The Alien universe isn't my area of expertise but wouldn't having a Xenomorph on Earth in a prequel mess up the timeline with respect to the first film's encounter with the Alien?

Yes, but that ship sailed with Romulus. It's set between 1 and 2, and the whole premise of 2 is that the corp doesn't have their hands on aliens yet (burke was there to try and capture a specimen while the marines checked in on the colony) ; but romulus has a whole space station full of face huggers that the corp just forgot they had laying around decades before Ripley ever showed back up.

Alien is best viewed as a "concept" that a new director gets to take a crack at every decade. If you're going to look at them as an interwoven continuity, it's just a clunky mess now. If you're going to look at them as a bunch of separate horror, action, and thriller/suspense films that play with a central villains, then you can at least take each movie on its own merit.

The show may be fine and enjoyable. the parts of the books/comics where xenos make it to earth are entertaining, and added some fun new aspects to the xeno threat that had been unknown before.
 
Yes, but that ship sailed with Romulus. It's set between 1 and 2, and the whole premise of 2 is that the corp doesn't have their hands on aliens yet (burke was there to try and capture a specimen while the marines checked in on the colony) ; but romulus has a whole space station full of face huggers that the corp just forgot they had laying around decades before Ripley ever showed back up.
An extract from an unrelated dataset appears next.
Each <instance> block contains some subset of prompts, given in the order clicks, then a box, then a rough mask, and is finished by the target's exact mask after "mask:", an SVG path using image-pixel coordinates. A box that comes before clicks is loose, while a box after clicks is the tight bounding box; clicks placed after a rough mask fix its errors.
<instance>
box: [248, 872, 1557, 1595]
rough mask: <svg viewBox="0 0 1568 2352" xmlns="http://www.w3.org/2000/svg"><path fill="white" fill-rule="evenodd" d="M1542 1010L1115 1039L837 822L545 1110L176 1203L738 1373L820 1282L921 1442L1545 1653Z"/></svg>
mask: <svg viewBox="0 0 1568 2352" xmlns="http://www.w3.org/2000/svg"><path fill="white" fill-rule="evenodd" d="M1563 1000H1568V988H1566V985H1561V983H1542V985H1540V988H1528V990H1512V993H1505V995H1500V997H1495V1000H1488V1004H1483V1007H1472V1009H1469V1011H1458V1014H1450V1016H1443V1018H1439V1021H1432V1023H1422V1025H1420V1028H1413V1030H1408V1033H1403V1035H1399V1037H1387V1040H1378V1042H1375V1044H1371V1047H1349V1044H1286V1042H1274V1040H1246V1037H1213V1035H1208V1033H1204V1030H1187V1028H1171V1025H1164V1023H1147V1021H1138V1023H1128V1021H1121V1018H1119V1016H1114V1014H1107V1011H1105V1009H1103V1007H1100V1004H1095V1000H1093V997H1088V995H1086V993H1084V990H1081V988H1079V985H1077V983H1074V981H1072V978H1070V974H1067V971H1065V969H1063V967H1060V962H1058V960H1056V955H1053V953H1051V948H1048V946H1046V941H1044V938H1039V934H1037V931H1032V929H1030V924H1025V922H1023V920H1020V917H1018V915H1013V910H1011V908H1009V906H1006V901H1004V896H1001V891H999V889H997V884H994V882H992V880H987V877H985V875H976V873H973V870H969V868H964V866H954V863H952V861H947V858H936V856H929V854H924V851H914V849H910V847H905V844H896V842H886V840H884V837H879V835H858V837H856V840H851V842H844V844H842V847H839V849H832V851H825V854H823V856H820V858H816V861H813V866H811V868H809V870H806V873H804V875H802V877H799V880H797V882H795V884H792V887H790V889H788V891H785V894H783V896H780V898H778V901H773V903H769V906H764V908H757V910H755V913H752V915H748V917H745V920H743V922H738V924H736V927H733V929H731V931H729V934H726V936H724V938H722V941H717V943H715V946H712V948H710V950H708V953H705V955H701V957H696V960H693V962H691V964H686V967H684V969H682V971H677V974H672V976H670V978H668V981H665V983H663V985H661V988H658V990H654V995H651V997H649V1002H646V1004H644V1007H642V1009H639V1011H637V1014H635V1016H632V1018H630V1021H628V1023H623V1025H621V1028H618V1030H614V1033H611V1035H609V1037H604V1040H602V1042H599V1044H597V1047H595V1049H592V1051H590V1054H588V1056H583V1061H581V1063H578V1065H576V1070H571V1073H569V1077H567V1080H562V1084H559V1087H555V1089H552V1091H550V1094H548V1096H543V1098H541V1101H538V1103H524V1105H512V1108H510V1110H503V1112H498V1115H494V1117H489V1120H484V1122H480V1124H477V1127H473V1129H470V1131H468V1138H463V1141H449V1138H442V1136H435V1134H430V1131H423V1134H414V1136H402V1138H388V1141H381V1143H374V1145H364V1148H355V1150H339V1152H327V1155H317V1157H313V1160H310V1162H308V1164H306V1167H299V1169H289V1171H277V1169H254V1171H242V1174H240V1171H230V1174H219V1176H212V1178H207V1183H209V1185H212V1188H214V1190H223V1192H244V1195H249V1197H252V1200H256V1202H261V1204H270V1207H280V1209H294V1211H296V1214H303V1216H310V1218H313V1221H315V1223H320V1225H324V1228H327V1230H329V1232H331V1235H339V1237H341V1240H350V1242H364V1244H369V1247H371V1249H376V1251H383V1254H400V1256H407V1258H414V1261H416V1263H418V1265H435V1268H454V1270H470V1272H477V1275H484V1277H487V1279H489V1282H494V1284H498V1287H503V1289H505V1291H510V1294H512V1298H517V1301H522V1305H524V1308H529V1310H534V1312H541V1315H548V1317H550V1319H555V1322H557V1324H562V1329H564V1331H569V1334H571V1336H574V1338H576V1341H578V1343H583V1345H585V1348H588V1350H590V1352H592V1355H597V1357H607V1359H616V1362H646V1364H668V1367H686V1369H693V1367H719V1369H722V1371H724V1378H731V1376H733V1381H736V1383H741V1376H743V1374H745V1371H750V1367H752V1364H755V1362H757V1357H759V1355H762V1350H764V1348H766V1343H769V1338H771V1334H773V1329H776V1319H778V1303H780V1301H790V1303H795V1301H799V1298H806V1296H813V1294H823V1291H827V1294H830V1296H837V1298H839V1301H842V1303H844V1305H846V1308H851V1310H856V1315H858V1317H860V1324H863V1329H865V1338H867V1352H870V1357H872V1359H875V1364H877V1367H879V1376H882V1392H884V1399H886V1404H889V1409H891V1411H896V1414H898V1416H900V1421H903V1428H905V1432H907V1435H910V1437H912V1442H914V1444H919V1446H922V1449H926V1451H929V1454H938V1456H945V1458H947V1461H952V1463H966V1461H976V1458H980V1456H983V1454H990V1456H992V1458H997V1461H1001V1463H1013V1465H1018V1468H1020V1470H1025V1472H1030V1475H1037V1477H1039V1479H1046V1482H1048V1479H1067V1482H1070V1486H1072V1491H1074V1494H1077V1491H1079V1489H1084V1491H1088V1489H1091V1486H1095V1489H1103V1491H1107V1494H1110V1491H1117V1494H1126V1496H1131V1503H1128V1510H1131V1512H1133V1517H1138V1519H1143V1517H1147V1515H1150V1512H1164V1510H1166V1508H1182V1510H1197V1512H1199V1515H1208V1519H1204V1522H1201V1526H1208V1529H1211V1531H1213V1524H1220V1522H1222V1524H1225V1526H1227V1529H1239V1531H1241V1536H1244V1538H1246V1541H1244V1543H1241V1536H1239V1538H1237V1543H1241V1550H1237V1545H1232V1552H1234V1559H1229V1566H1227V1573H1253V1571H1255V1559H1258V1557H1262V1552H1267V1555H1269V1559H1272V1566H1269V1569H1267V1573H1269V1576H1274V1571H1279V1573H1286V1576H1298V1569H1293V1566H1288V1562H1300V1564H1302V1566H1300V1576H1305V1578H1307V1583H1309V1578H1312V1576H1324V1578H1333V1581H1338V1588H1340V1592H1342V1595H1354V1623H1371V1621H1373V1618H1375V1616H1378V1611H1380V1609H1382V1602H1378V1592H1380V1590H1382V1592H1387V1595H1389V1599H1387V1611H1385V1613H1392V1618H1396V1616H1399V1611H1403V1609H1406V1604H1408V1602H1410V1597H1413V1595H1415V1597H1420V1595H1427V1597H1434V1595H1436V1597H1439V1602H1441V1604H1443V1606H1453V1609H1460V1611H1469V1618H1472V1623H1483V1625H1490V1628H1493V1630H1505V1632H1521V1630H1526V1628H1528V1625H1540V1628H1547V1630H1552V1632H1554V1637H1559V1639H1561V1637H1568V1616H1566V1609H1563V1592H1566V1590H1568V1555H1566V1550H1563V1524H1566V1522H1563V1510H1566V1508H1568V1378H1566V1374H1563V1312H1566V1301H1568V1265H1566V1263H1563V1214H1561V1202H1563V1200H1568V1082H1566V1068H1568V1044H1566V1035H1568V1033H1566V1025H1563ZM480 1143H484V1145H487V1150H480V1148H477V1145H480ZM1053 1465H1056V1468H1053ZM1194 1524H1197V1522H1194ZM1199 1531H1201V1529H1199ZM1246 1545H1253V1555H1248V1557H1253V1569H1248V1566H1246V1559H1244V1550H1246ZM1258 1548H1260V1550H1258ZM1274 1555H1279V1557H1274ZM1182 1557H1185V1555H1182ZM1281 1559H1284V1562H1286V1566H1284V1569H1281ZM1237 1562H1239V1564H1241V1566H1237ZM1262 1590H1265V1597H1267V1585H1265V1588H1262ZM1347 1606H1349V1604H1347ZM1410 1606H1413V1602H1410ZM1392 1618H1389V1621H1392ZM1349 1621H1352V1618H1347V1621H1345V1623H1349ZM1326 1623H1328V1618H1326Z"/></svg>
Alien is best viewed as a "concept" that a new director gets to take a crack at every decade. If you're going to look at them as an interwoven continuity, it's just a clunky mess now. If you're going to look at them as a bunch of separate horror, action, and thriller/suspense films that play with a central villains, then you can at least take each movie on its own merit.

The show may be fine and enjoyable. the parts of the books/comics where xenos make it to earth are entertaining, and added some fun new aspects to the xeno threat that had been unknown before.
That's a good way of looking at it. A soft reboot every time rather than direct continuity.
 
I agree with the idea that a movie every now and then is more than acceptable and while Romulus is a dumpster fire of rehashed ideas from all the other movies, I'm glad it wasn't a 8 Season show.

Making TV shows from the original films never seems to have the same value once fleshed out and produced. Star Wars and LOTR are prime examples of how to mismanage IP into serial TV. Mando is an exception but even that ran of the rails.
 
I agree with the idea that a movie every now and then is more than acceptable and while Romulus is a dumpster fire of rehashed ideas from all the other movies, I'm glad it wasn't a 8 Season show.

Making TV shows from the original films never seems to have the same value once fleshed out and produced. Star Wars and LOTR are prime examples of how to mismanage IP into serial TV. Mando is an exception but even that ran of the rails.
I just caught up with series 2 of Rings of Power and thought it was excellent. Given they are filling in the gaps based on what are essentially appendices and an incomplete area of Tolkien's work I thought it was pretty solid.